Según datos del 2024, se tramitaron alrededor de 348.000 sucesiones ante notario, y unos 55.000 herederos rechazaron la herencia debido a cargas fiscales elevadas. La buena noticia es que, mediante un trámite específico, los propietarios pueden estructurar la transmisión de bienes de manera que el tributo sea cero al fallecimiento.

¿Qué trámite es necesario para evitar el tributo de Sucesiones?

El secreto radica en adelantar el reparto de bienes en vida a través de la separación entre la propiedad y el uso del bien. Los padres, como propietarios, pueden transferir la nuda propiedad a sus hijos, conservando ellos el usufructo vitalicio. Esto significa que los hijos adquieren la titularidad parcial mientras los padres mantienen el derecho a usar y disfrutar del inmueble hasta su muerte.

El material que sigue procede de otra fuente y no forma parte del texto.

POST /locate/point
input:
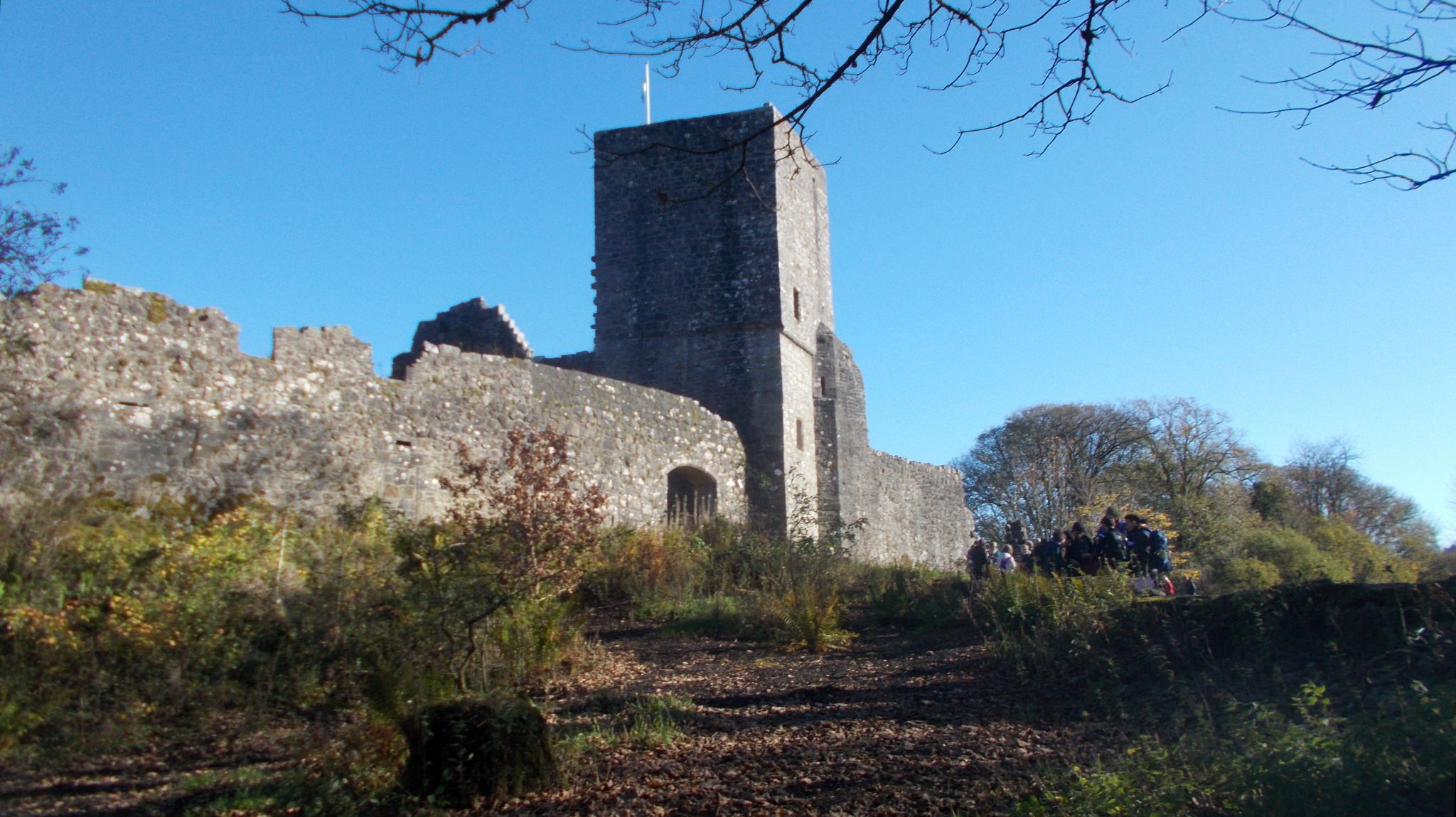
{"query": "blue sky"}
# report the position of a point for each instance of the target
(233, 158)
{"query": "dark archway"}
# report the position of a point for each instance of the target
(692, 497)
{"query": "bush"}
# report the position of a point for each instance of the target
(1293, 759)
(647, 567)
(488, 750)
(909, 593)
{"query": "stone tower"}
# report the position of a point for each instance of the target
(712, 282)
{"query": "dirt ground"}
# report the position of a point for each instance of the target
(896, 724)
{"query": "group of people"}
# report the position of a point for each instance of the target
(1125, 543)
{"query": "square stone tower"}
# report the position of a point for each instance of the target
(712, 282)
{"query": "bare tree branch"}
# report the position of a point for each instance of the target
(1079, 37)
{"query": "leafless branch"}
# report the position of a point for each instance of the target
(1079, 37)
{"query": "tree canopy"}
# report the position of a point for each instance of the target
(34, 244)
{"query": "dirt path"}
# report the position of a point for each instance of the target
(896, 724)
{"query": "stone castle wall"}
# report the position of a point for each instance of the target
(911, 508)
(115, 389)
(690, 279)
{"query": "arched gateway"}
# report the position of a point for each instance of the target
(692, 497)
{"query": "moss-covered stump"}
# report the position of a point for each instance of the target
(475, 750)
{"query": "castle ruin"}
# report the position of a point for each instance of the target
(715, 383)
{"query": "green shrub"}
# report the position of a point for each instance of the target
(646, 567)
(1296, 759)
(904, 592)
(478, 750)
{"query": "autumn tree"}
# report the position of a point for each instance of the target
(957, 47)
(1046, 462)
(1325, 484)
(518, 530)
(34, 245)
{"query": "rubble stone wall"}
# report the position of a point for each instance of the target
(123, 390)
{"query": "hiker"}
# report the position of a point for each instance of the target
(1015, 533)
(1139, 543)
(1118, 523)
(1081, 551)
(1004, 560)
(1022, 554)
(1111, 545)
(1050, 554)
(976, 560)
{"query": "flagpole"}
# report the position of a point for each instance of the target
(647, 91)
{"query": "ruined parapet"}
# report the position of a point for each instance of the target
(122, 390)
(472, 326)
(909, 508)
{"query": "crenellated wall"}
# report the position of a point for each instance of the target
(123, 390)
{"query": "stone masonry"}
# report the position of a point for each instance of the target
(715, 382)
(123, 390)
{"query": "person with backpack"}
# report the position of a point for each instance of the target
(1111, 545)
(1004, 560)
(1139, 543)
(976, 558)
(1147, 547)
(1081, 551)
(1049, 554)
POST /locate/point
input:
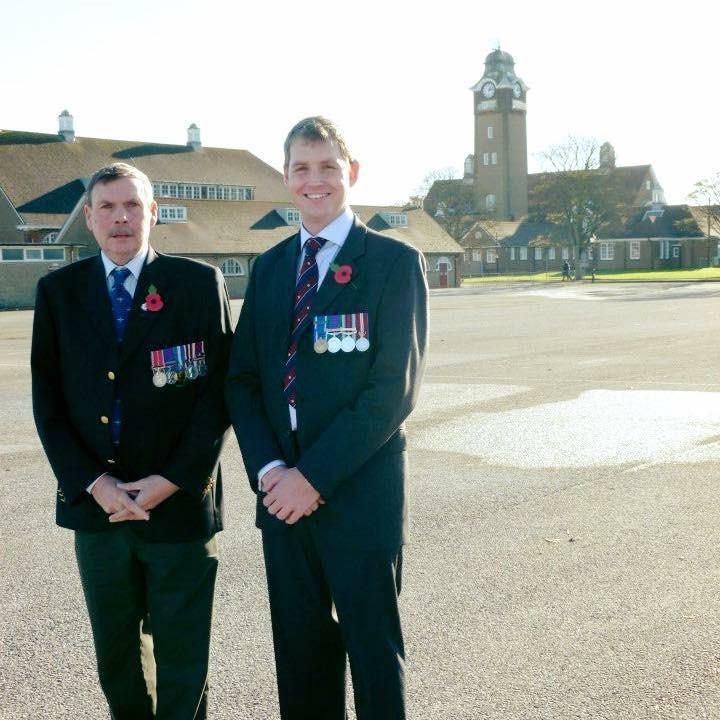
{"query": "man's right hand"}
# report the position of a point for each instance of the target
(112, 499)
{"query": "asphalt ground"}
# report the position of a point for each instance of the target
(565, 522)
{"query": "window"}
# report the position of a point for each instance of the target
(172, 214)
(196, 191)
(607, 251)
(33, 254)
(232, 267)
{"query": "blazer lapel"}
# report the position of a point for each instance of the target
(353, 248)
(140, 321)
(284, 291)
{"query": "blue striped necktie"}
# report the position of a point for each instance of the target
(305, 291)
(121, 300)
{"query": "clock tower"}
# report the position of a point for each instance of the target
(500, 172)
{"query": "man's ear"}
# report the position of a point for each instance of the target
(354, 172)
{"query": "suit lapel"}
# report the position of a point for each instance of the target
(353, 249)
(284, 292)
(140, 321)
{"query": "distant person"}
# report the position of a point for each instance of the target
(129, 355)
(325, 367)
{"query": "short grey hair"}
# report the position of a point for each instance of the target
(109, 173)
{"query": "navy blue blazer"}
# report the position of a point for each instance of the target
(176, 431)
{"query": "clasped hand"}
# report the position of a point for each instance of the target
(290, 496)
(131, 501)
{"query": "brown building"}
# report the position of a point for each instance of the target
(500, 161)
(507, 220)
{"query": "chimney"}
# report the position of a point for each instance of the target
(66, 128)
(607, 156)
(194, 137)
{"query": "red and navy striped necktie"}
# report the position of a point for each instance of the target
(305, 291)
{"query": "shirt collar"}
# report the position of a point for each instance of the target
(335, 232)
(134, 266)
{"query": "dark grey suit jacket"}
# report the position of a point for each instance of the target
(350, 406)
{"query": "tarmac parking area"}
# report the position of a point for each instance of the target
(564, 559)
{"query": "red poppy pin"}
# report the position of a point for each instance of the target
(153, 301)
(343, 273)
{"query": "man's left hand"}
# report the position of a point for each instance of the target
(151, 491)
(291, 496)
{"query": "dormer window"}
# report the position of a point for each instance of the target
(290, 215)
(172, 213)
(197, 191)
(395, 219)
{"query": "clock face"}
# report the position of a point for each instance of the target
(488, 90)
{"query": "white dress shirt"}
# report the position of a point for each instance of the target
(335, 234)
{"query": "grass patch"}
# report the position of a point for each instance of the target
(694, 275)
(532, 277)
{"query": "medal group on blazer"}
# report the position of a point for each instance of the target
(178, 364)
(346, 332)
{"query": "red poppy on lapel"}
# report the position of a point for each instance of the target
(153, 301)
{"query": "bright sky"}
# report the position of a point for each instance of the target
(394, 75)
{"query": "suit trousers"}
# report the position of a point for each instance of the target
(328, 603)
(150, 607)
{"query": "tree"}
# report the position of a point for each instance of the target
(707, 194)
(577, 194)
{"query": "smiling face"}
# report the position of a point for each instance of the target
(319, 179)
(120, 217)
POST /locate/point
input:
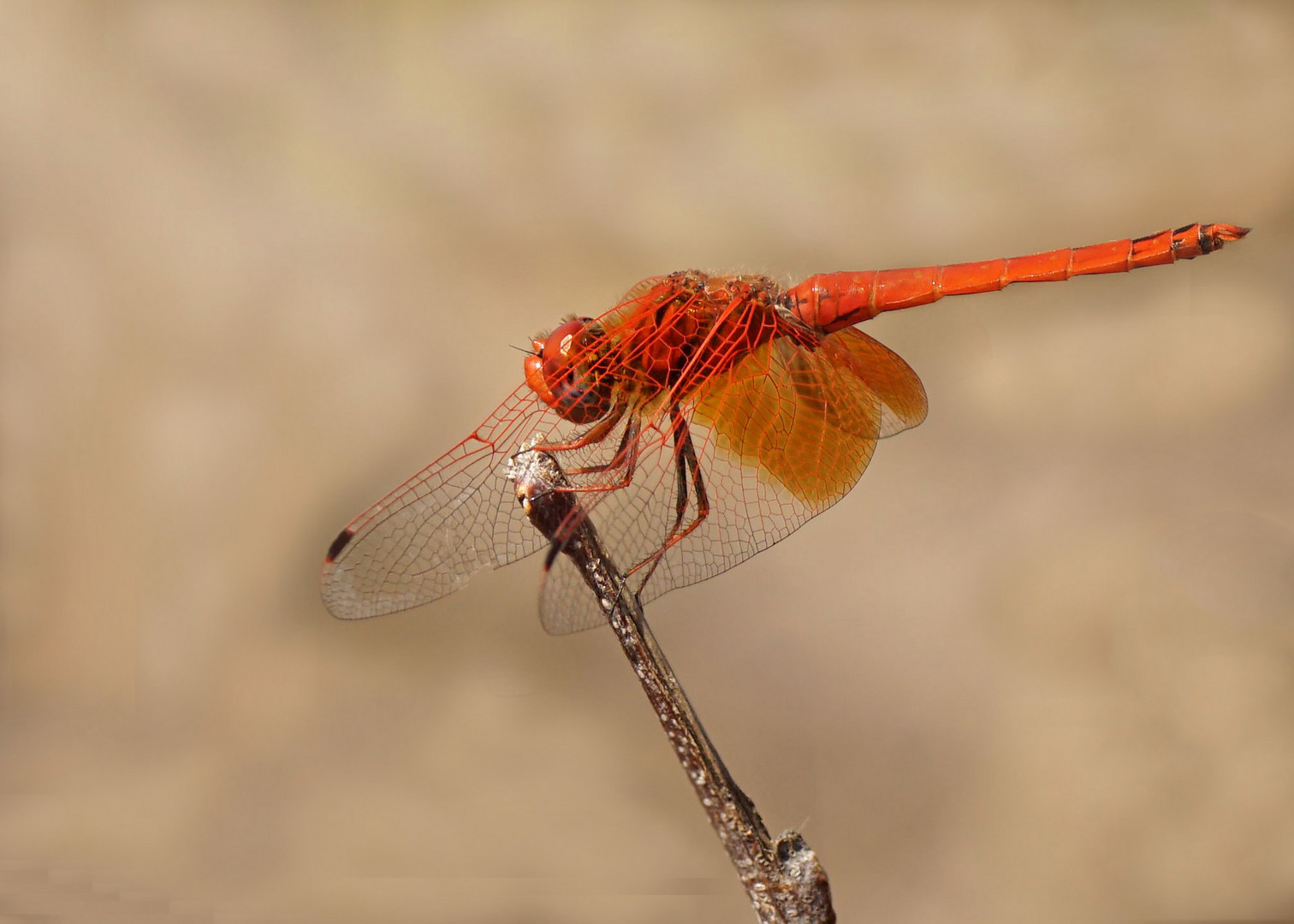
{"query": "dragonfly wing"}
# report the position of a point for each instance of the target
(779, 438)
(429, 536)
(904, 404)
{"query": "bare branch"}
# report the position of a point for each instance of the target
(783, 879)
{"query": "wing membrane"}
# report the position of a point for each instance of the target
(429, 536)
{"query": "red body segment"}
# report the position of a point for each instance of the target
(832, 300)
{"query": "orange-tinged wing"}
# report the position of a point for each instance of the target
(810, 418)
(779, 438)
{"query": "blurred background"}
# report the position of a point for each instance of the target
(262, 262)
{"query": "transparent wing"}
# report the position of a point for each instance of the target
(779, 438)
(429, 536)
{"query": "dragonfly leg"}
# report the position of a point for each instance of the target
(596, 434)
(689, 467)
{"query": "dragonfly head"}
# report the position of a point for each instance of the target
(561, 373)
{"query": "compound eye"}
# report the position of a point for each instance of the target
(573, 391)
(563, 342)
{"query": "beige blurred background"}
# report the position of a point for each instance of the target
(260, 262)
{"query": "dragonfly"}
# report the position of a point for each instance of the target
(700, 421)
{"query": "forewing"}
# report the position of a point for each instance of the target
(779, 438)
(429, 536)
(902, 396)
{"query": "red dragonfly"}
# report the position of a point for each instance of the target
(702, 419)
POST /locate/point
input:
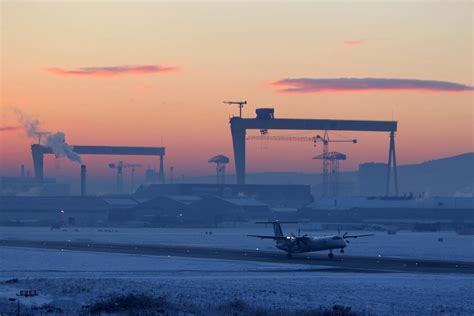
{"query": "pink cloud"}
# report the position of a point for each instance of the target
(338, 85)
(354, 42)
(112, 71)
(9, 128)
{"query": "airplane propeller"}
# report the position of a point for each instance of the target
(297, 241)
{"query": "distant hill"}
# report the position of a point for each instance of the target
(445, 176)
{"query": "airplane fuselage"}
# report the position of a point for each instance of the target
(311, 244)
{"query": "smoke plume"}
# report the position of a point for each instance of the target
(56, 141)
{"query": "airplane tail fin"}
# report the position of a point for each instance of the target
(276, 227)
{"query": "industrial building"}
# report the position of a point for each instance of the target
(274, 195)
(391, 210)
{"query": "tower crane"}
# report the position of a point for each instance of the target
(327, 157)
(239, 103)
(120, 166)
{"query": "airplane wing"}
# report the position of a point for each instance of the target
(357, 236)
(268, 237)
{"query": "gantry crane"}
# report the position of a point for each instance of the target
(120, 166)
(239, 103)
(327, 157)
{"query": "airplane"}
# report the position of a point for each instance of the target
(292, 244)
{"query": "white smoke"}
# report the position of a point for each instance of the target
(56, 141)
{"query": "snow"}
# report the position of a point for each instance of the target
(79, 278)
(403, 244)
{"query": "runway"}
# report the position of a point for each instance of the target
(340, 261)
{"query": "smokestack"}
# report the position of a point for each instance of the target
(83, 180)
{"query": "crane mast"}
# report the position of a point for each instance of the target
(330, 159)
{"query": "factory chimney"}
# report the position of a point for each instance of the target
(83, 180)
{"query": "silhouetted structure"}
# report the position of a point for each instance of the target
(240, 125)
(83, 180)
(331, 172)
(220, 161)
(38, 152)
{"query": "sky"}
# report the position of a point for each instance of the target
(156, 74)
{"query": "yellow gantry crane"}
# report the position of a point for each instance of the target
(330, 159)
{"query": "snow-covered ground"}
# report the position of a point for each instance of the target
(80, 278)
(403, 244)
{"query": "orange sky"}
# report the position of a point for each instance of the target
(226, 51)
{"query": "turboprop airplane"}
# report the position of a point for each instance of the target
(300, 244)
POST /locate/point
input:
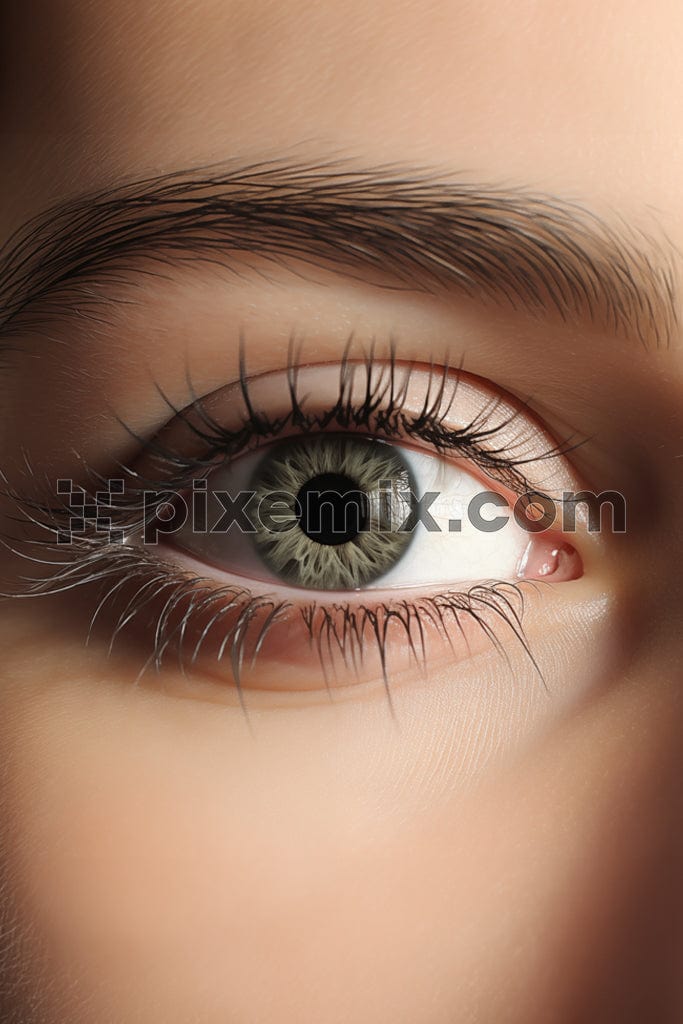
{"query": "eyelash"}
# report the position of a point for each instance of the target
(333, 629)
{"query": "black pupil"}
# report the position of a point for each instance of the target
(333, 509)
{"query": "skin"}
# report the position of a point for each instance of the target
(499, 852)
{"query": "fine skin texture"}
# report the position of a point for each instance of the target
(487, 848)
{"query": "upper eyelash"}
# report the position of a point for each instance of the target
(380, 411)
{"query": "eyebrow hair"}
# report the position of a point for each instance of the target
(531, 250)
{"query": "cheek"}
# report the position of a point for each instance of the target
(167, 863)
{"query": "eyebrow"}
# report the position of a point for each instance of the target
(531, 250)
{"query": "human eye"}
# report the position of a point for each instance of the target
(321, 527)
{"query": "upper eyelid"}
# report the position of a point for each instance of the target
(531, 249)
(505, 465)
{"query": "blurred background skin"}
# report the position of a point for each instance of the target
(157, 864)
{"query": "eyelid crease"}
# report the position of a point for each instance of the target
(370, 393)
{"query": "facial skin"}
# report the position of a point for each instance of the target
(497, 851)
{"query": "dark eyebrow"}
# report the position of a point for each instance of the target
(531, 250)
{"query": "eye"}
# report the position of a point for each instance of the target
(319, 527)
(350, 513)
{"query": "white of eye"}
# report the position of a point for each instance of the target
(455, 555)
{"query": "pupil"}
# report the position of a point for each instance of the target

Al fallecer los usufructuarios, el usufructo se extingue automáticamente, y el hijo obtiene el pleno dominio sin que se considere una nueva transmisión hereditaria. Como resultado, no se aplica el impuesto de sucesiones por el valor total del bien, ya que no se trata de una herencia tradicional.

Esta estrategia está respaldada por el Código Civil y la normativa del Impuesto sobre Sucesiones y Donaciones. La consolidación del dominio ocurre de forma automática, sin necesidad de aceptar una herencia formal sobre ese inmueble.

Aunque hay impuestos previos por la donación inicial de la nuda propiedad, las bonificaciones y reducciones fiscales disponibles en España pueden hacer que la carga impositiva sea muy baja o incluso nula, dependiendo de la comunidad autónoma.

¿Cómo hacer el reparto de bienes?

Para implementar esta medida, los propietarios deben formalizar el proceso mediante una escritura pública ante notario, seguida de la inscripción en el Registro de la Propiedad.

Este trámite no altera la vida diaria de los padres, ya que conservan el uso del bien. Aplica no solo a la vivienda habitual, sino también a garajes, terrenos, fincas o incluso participaciones empresariales.

Por ejemplo, si unos padres transfieren la nuda propiedad de su casa a un hijo mientras viven, al fallecer, el hijo adquiere la plena propiedad sin tributar adicionalmente por sucesiones.

Las ventajas de hacer este trámite

Es importante destacar que esta fórmula minimiza la incertidumbre y complejidad de las herencias clásicas, haciendo la transmisión más previsible y clara.

Para los herederos, como los hijos, representa un ahorro fiscal considerable, mientras que para los padres permite planificar el patrimonio sin perder control sobre sus bienes.

Los beneficios son evidentes: se evita el pago del impuesto de sucesiones en la consolidación, lo que puede suponer ahorrar miles de euros.

Sin embargo, la normativa fiscal varía por comunidad autónoma, por lo que las bonificaciones y reducciones dependen de la región. Por instancia, en algunas zonas, las deducciones por parentesco directo (padres-hijos) son más generosas, potenciando el cero impuesto.